Asymmetric Politics Project
David Hopkins and I are working on a project on the implications of party asymmetry in American politics. We see the Republican Party as an agent of an ideological movement and the Democratic Party as a coalition of social groups and believe this distinction helps explain the influence of the Tea Party and the lack of an equivalent movement among Democrats.
Two papers are available from the project: “The Ideological Right vs. The Interest Group Left" from MPSA 2014 and ”Policymaking in Red and Blue: Asymmetric Partisan Politics and American Governance" from APSA 2014.
Our book proposal is available here: “Asymmetric Politics: The Republican Ideological Movement and the Democratic Group Coalition.”
The project has also stimulated media interest:
- “Why Democrats and Republicans don’t understand each other" by Ezra Klein on Vox.com
- “No end in sight to the polarization vortex" by Dan Balz in the Washington Post.

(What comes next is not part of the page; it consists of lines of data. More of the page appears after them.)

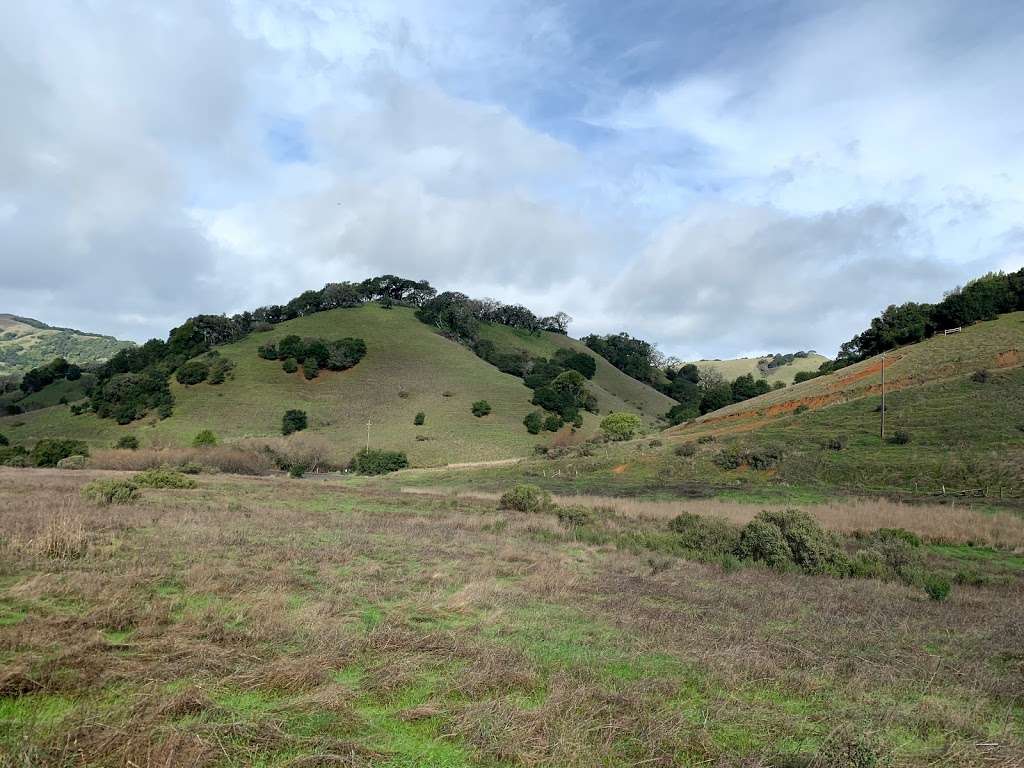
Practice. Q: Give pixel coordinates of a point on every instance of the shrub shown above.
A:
(900, 437)
(14, 456)
(163, 478)
(204, 438)
(729, 458)
(936, 586)
(376, 462)
(220, 369)
(813, 549)
(48, 453)
(764, 458)
(534, 422)
(293, 421)
(621, 426)
(707, 535)
(868, 563)
(193, 372)
(901, 535)
(525, 498)
(574, 516)
(764, 542)
(110, 492)
(847, 748)
(73, 462)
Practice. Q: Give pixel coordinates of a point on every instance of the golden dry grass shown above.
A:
(951, 523)
(261, 621)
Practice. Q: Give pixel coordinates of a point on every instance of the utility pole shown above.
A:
(882, 431)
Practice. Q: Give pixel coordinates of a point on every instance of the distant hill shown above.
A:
(766, 367)
(954, 419)
(26, 343)
(409, 368)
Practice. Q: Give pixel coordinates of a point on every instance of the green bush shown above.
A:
(848, 748)
(936, 586)
(73, 462)
(763, 542)
(163, 478)
(110, 492)
(194, 372)
(220, 369)
(48, 453)
(900, 437)
(814, 549)
(711, 536)
(204, 438)
(14, 456)
(377, 462)
(525, 498)
(763, 458)
(730, 457)
(293, 421)
(534, 422)
(621, 426)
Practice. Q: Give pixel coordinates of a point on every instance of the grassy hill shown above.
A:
(733, 369)
(26, 343)
(409, 368)
(966, 435)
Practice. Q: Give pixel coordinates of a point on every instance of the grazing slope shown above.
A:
(733, 369)
(993, 345)
(26, 343)
(409, 368)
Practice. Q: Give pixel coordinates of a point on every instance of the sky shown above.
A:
(721, 177)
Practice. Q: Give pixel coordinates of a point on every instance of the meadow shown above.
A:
(335, 622)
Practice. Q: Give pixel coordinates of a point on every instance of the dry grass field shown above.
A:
(269, 622)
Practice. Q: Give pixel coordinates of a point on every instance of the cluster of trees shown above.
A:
(459, 316)
(699, 391)
(314, 353)
(635, 357)
(43, 376)
(213, 370)
(981, 299)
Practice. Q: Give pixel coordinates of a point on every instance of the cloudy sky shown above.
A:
(721, 177)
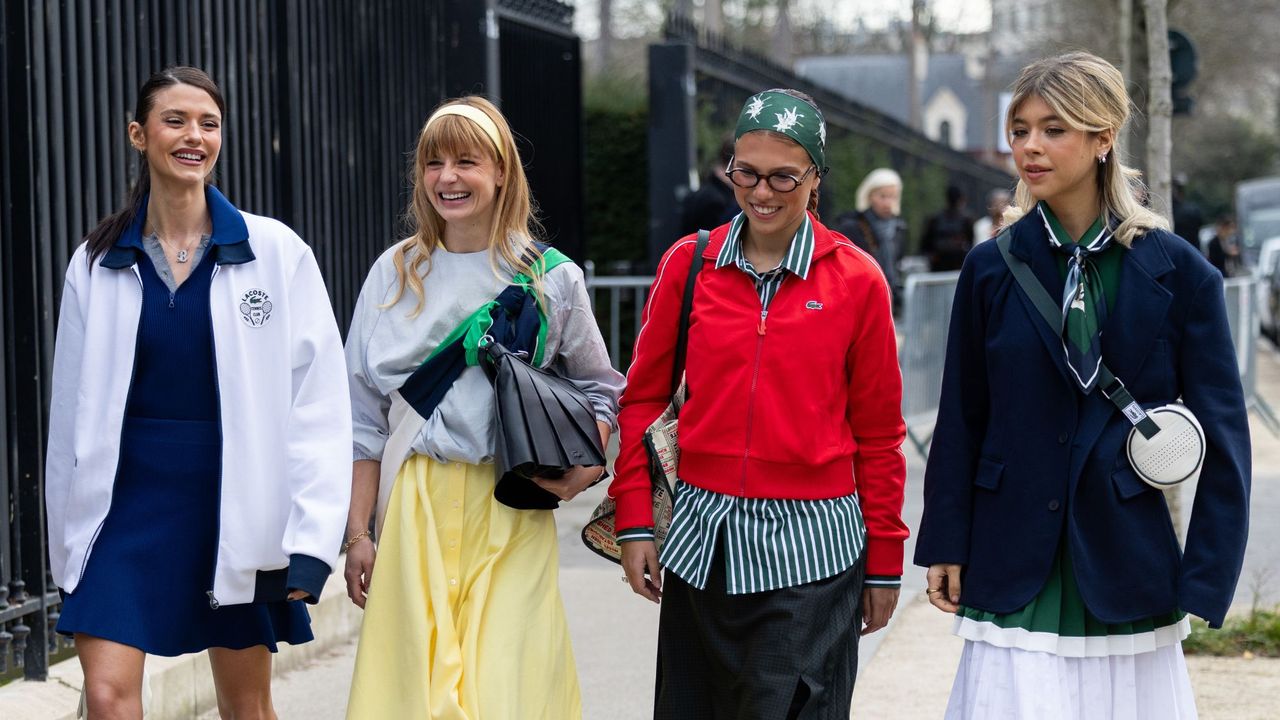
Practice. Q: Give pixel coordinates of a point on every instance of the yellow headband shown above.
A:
(474, 114)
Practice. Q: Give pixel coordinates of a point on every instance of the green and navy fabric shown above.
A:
(515, 319)
(768, 543)
(1057, 621)
(1083, 308)
(790, 115)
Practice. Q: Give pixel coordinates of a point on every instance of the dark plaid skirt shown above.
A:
(786, 654)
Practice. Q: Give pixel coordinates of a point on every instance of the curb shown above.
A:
(182, 688)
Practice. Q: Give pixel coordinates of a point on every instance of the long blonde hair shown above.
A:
(513, 218)
(1088, 94)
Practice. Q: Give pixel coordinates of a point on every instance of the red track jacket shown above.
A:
(803, 404)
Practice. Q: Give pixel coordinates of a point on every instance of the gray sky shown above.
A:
(643, 17)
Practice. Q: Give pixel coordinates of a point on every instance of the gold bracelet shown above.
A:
(353, 540)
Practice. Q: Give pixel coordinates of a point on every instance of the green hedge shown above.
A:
(616, 182)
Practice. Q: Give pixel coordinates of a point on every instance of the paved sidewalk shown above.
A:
(906, 670)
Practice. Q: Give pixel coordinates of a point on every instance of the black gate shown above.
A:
(325, 99)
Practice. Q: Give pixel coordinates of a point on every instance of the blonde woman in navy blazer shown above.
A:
(1061, 565)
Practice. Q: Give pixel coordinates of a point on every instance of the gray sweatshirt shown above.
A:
(384, 346)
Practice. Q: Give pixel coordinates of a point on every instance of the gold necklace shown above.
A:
(182, 254)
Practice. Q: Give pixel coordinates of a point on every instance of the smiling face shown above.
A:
(462, 187)
(772, 214)
(1057, 162)
(181, 136)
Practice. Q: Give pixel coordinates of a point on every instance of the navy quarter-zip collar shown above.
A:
(229, 240)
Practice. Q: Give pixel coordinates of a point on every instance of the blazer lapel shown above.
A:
(1130, 328)
(1029, 244)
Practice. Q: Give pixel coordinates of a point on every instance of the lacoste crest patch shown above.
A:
(256, 308)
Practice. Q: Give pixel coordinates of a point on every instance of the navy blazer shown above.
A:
(1020, 456)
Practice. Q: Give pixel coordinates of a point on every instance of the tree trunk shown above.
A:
(915, 64)
(1124, 36)
(1160, 106)
(782, 40)
(604, 44)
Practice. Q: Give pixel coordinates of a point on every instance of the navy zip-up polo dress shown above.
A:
(146, 580)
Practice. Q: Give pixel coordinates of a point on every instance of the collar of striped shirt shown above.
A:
(798, 259)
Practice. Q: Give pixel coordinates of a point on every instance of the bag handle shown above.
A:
(1110, 384)
(686, 306)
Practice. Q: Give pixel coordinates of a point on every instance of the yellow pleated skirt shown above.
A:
(464, 619)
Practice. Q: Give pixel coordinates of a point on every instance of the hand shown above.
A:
(640, 557)
(878, 606)
(574, 482)
(944, 587)
(360, 570)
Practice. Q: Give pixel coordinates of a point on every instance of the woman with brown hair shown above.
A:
(197, 396)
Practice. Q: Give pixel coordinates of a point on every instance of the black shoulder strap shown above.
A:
(686, 306)
(1110, 384)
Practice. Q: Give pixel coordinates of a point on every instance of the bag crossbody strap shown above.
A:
(1110, 384)
(686, 306)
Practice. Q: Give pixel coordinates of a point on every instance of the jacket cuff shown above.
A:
(634, 509)
(883, 557)
(634, 534)
(891, 582)
(307, 574)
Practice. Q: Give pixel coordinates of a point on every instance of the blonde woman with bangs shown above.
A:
(1060, 564)
(465, 615)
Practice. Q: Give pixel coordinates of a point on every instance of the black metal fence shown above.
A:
(324, 99)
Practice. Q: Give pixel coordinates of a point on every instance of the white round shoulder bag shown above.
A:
(1171, 456)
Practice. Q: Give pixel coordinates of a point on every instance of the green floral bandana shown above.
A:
(790, 115)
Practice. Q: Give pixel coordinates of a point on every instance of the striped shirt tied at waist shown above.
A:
(768, 543)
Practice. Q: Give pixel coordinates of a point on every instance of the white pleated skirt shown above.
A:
(1008, 683)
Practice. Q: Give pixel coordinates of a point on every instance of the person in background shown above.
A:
(712, 204)
(877, 224)
(1224, 249)
(987, 226)
(195, 490)
(949, 235)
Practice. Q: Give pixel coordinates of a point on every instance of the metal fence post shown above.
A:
(672, 149)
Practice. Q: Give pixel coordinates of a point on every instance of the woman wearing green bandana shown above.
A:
(1060, 564)
(786, 537)
(462, 616)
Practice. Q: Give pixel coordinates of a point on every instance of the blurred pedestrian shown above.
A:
(193, 487)
(1224, 249)
(712, 204)
(1061, 564)
(987, 226)
(877, 224)
(464, 618)
(1188, 217)
(786, 540)
(947, 235)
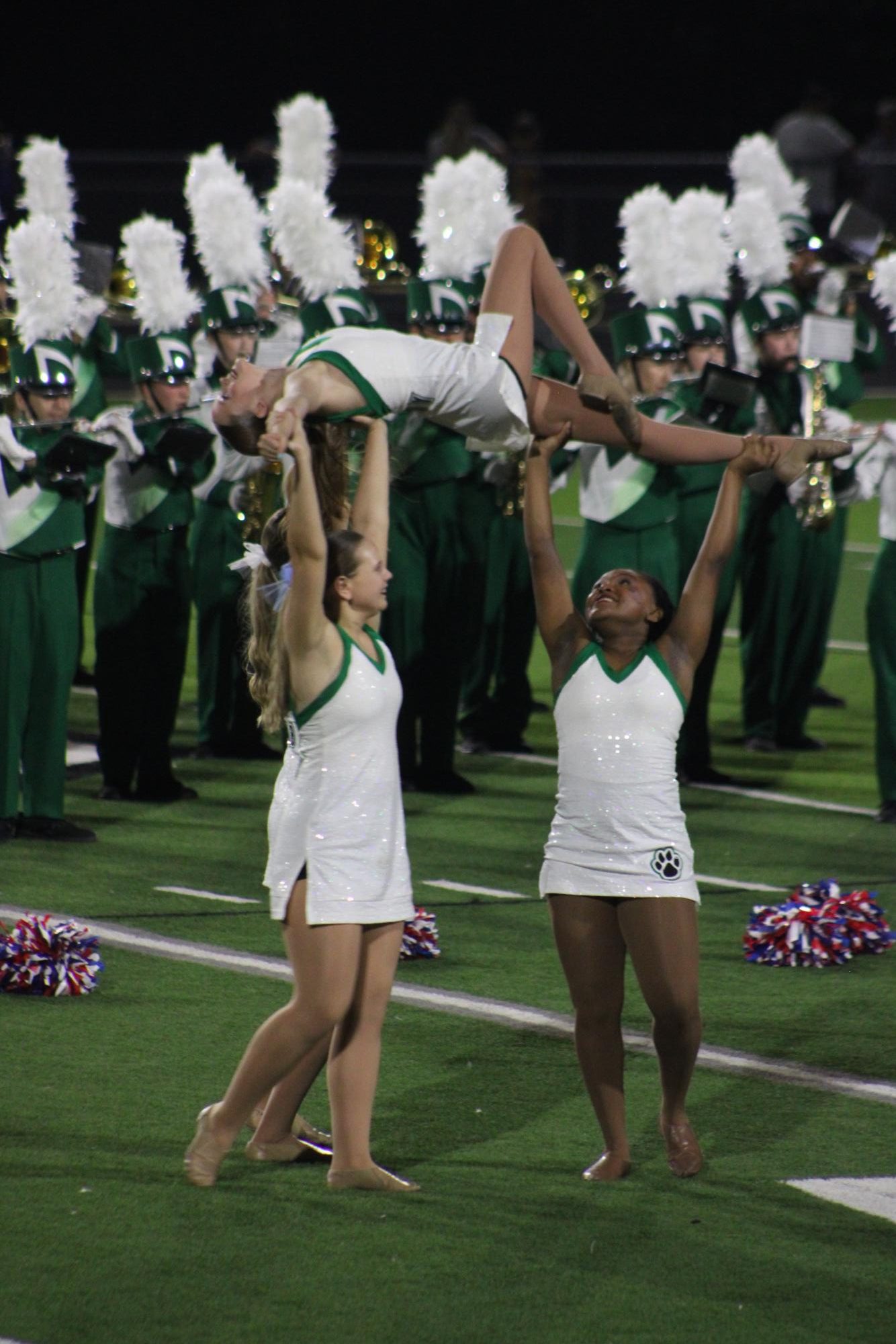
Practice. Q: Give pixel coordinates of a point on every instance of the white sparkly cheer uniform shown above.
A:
(619, 828)
(468, 389)
(338, 800)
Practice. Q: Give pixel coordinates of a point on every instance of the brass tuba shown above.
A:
(816, 508)
(263, 496)
(589, 291)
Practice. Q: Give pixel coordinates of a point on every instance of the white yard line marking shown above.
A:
(212, 895)
(874, 1195)
(791, 799)
(760, 795)
(854, 547)
(478, 891)
(486, 1010)
(80, 753)
(525, 756)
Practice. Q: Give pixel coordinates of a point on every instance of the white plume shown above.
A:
(228, 229)
(885, 287)
(316, 248)
(46, 183)
(702, 251)
(307, 142)
(648, 248)
(152, 251)
(45, 280)
(757, 163)
(464, 212)
(208, 167)
(757, 240)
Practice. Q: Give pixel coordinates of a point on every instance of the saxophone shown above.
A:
(816, 508)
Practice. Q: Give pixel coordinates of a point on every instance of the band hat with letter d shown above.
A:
(152, 251)
(343, 307)
(702, 259)
(230, 308)
(649, 330)
(444, 304)
(48, 367)
(44, 275)
(647, 334)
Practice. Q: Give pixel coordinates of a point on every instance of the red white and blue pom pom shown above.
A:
(421, 937)
(817, 926)
(42, 957)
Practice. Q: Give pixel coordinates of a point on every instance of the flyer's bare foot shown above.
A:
(683, 1149)
(608, 1167)
(607, 394)
(797, 453)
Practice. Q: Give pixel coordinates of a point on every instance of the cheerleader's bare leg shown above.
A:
(553, 405)
(593, 953)
(662, 937)
(353, 1070)
(525, 280)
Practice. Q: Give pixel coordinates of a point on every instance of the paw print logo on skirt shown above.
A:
(667, 863)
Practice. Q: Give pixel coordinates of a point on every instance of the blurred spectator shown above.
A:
(817, 148)
(461, 132)
(525, 177)
(879, 163)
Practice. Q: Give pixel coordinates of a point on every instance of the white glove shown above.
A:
(15, 453)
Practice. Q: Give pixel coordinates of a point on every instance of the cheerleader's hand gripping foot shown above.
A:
(607, 394)
(608, 1167)
(797, 453)
(370, 1177)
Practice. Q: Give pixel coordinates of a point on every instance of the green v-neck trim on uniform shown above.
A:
(594, 651)
(330, 691)
(624, 672)
(379, 662)
(656, 656)
(374, 404)
(582, 656)
(649, 651)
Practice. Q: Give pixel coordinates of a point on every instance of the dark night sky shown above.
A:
(596, 79)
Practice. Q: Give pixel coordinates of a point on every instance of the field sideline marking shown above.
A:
(761, 795)
(210, 895)
(874, 1195)
(519, 895)
(487, 1010)
(478, 891)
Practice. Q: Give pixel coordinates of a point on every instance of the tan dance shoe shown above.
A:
(369, 1177)
(607, 394)
(205, 1155)
(311, 1133)
(683, 1149)
(285, 1151)
(302, 1128)
(608, 1167)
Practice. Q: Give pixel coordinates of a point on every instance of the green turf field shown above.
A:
(105, 1242)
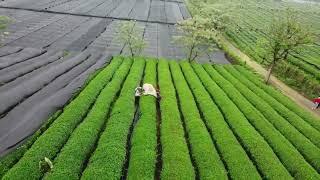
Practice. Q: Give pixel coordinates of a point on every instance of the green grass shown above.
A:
(287, 153)
(176, 161)
(70, 161)
(144, 138)
(237, 161)
(108, 159)
(265, 159)
(202, 147)
(211, 122)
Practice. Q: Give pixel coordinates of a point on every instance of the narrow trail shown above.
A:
(288, 91)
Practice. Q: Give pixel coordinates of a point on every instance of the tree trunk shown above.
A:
(270, 72)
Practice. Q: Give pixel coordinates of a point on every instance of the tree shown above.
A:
(196, 37)
(201, 34)
(130, 34)
(285, 34)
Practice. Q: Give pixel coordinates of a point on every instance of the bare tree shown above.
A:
(130, 35)
(285, 34)
(196, 37)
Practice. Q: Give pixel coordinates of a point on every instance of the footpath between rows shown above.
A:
(291, 93)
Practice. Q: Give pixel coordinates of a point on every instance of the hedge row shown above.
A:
(261, 153)
(108, 158)
(238, 163)
(315, 122)
(306, 129)
(203, 150)
(13, 157)
(50, 143)
(70, 161)
(310, 151)
(290, 157)
(176, 162)
(144, 137)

- “The Obamacare Train Did Not Wreck" by Jonathan Chait in New York Magazine.
- “The GOP’s Anti-Obamcare Dogma" by Andrew Sullivan in The Dish.
- This tweet from Nate Silver of FiveThirtyEight.
For further related reading, see my book Artists of the Possible: Governing Networks and American Policy Change Since 1945, my op-ed “The Liberal Arc of U.S. Policy,” my co-authored article “Party Coalitions and Interest Group Networks,” and this forthcoming article by Yphtach Lelkes and Paul Sniderman.
Podcast on Artists of the Possible
I was a guest on the New Books in Political Science podcast with Heath Brown to discuss my new book, Artists of the Possible: Governing Networks and American Policy Change Since 1945. Here is the link.
I was in DC for APSA, presenting these papers:
The Interest Group Top Tier: More Groups, Concentrated Clout. with Lee Drutman and Tim LaPira
The Issue Agenda and Judicial Policymaking, 1945-2004. with Brendon Swedlow.
The research was covered here:
Dan Balz, “No end in sight to the polarization vortex.”
Lee Drutman, “How the lobbying top tier explains an influence paradox.”
Campaigns & Elections course
I will be teaching Campaigns & Elections this fall. Students practice content analysis on media coverage of the governor’s race and follow a House, Senate, and state legislative race. Here is the syllabus.
Series Editor for Politics of American Public Policy
I will be serving as Series Editor for the Routledge book series, “Politics of American Public Policy.” I am now seeking proposals for books on health policy, environmental policy, education policy, social welfare, and tax & budget policy. Each book will cover one major issue area, integrating scholarly lessons with current events. The idea is to guide students to important theories of policymaking and research on American governance while capitalizing on their interests in specific substantive areas. Instead of becoming bogged down in policy details or historical narrative, the books will offer lessons on the key actors, ideas, institutions, and trends driving policymaking. Please contact me if you are able to offer an insightful and integrated approach to policymaking in a particular issue area.
Wisconsin Public Radio Program on My Book
I discussed Artists of the Possible on the Kathleen Dunn Show on Wisconsin Public Radio. You can listen to the interview (with call-ins) here: http://www.wpr.org/shows/policy-making-has-little-do-public-interest
New Review and Media
In a new review for the Journal of Politics, Anne Baker says of The Not-So-Special Interests: “From its rigorous theoretical frameworks to its comprehensive and diverse data analysis, this book represents the gold standard to which interest group studies should aspire.”
For my new book, Artists of the Possible, I will be on the Kathleen Dunn Show on Wisconsin Public Radio on June 25th and the New Books Network podcast on June 23rd.
MSU has approved my tenure and promotion to Associate Professor.
Sunlight Foundation Blogging: Interest Groups in Policy Change
I will be guest blogging at the Sunlight Foundation this week.
2nd: What it takes to be a major player in policymaking (more than $$)
The Daily Caller covered my post and research: Report: Special Interests More Influential Than Public Opinion
The National Memo also summarized the research: Report: Interest Groups Have Greatest Effect On Policy
MSU Washington Semester Program
I will be helping with MSU’s Washington Semester Program starting in Spring 2015. I will likely make three trips to DC and teach an online-hybrid course on American national policymaking. There are scholarships available for students interested in interning in DC.